Additionally, user privacy can be maintained using the anonymization techniques
we discussed in Section~\ref{subsec:privacy}.
Then we look into incentives that encourage user for sharing the data. Note that
in enterprise networks, such data collection consent can be incorporated as part
of the authentication process. For instance, users may be required to install
the data collection app when connecting to enterprise network, and the
installation can then allow the user's other device to connect to the network.
For public \wifi{} service providers such as Boingo~\cite{boingo}, extra Quality
of Service (QoS) or plan discount can be offered to incentivize participation in
data collection.
In conclusion, the measurement overhead can be significantly reduced by passive
data collection and asynchronous delay tolerant data uploading. And effective
incentive mechanisms can be developed to further encourage measurement
participation.
\subsection{Device Heterogeneity}
\label{subsec:heterogeneity}
In the \ubscan{} dataset that is mostly analyzed throughout this paper, all scan
results are collected from devices with the same model (Nexus 5). We now reflect
on whether this hardware homogeneity is necessary, and what the impact of device
heterogeneity would be on each of the case studies.
\wifi{} chipsets and drivers from various manufacturers may have different
polices on the rate of scanning. Yet as we shown earlier in
Section~\ref{sec:scan}, most wireless devices from different vendors all perform
\wifi{} scans quite aggressively. Therefore, the device heterogeneity shall
have negligible impact on the temporal resolution of the measurements.
On other hand, \wifi{} chipsets do have various RF characteristics, such as
carrier sensing range or antenna sensitivity. For instance, when building
client-perceived conflict graph (\S\ref{subsec:channel}), a more sensitive
device may reveal more conflict edges than those less sensitive ones. And
similarity, devices with different sensitivity levels may disagree on the
offending set of same RAP (\S\ref{subsec:rogue}).
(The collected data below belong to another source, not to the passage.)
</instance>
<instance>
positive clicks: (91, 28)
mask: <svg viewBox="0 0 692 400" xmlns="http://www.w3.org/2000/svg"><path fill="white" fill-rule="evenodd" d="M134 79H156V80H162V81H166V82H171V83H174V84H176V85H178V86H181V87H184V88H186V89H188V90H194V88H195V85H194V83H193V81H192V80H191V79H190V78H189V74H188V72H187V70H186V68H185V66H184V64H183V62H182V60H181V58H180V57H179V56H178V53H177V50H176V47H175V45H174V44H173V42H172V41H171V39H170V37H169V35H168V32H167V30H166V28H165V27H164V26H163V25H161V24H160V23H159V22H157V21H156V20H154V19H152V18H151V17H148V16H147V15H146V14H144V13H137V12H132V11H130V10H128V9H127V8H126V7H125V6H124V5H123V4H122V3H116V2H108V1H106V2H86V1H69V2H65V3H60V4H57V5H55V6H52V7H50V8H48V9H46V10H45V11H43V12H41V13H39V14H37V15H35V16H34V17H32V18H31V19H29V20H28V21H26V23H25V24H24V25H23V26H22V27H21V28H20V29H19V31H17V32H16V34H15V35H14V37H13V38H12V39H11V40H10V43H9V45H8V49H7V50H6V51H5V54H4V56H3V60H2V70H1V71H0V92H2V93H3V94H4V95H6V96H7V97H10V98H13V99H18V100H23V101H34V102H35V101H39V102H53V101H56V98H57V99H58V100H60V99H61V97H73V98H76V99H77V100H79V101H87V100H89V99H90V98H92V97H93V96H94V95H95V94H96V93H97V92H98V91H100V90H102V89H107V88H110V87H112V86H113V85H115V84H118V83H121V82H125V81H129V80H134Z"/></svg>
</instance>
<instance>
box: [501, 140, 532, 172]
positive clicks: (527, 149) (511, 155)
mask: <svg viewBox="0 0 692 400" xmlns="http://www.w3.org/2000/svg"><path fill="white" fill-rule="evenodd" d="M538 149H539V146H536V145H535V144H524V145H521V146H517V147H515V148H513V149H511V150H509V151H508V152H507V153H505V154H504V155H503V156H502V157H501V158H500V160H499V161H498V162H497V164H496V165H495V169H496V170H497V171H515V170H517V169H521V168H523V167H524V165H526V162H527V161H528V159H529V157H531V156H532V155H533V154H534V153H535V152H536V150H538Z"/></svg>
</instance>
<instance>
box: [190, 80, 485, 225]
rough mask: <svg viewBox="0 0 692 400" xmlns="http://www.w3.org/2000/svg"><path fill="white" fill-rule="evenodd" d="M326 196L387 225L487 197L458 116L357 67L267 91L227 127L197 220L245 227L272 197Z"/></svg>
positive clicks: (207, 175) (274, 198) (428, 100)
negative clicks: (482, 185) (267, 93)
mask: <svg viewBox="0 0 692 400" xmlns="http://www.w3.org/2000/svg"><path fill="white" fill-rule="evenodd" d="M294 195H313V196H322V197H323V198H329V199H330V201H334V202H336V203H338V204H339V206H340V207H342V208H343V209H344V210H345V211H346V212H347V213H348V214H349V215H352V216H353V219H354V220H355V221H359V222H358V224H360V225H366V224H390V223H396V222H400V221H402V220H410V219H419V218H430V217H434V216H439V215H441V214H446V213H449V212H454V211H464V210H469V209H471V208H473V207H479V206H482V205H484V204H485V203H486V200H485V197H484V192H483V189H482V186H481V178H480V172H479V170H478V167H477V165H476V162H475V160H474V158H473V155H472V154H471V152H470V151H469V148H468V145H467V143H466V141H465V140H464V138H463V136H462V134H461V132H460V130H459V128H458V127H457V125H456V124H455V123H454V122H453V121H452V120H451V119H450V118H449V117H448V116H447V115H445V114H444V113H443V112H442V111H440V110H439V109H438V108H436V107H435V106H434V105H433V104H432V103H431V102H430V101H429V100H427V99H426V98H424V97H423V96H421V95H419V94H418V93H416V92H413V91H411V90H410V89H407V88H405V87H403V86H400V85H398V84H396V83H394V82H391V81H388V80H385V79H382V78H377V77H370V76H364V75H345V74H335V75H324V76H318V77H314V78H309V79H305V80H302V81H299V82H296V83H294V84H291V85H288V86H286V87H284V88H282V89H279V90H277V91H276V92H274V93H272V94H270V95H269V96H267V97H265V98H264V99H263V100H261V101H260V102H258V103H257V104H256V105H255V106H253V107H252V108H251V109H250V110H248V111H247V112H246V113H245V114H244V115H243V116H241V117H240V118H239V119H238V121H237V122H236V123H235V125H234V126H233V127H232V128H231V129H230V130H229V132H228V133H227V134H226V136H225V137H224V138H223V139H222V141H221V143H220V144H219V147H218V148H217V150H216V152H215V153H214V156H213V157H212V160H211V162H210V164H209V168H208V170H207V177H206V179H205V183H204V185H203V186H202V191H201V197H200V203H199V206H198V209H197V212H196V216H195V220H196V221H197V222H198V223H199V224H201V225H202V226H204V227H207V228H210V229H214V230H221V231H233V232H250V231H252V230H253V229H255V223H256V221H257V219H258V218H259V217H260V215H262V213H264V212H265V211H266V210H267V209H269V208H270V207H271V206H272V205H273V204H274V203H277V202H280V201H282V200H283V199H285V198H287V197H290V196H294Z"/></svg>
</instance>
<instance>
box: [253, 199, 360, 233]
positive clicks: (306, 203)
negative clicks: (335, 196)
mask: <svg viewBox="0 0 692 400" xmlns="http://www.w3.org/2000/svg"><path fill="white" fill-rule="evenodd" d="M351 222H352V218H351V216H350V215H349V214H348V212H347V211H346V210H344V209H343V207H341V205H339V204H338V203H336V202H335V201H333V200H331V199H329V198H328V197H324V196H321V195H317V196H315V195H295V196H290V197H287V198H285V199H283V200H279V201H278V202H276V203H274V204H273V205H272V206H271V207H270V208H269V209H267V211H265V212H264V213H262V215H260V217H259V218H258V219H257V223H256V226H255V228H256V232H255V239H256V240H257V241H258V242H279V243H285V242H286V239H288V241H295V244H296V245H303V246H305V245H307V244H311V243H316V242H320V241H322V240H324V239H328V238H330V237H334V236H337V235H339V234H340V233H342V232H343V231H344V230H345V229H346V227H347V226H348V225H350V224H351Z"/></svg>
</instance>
To tolerate such device diversities, the measurement processing logic can either
be aggressive by adopting the superset of observations from different devices, or
be conservative and only consider common conflicts reported by most of the
devices. Additionally, note that relative ordering of the APs by signal strength
is usually consistent for each device, therefore the device heterogeneity has
minimal impact on the spatial planning case study, where only the relative
ordering of the APs instead of the absolute RSSI values is utilized.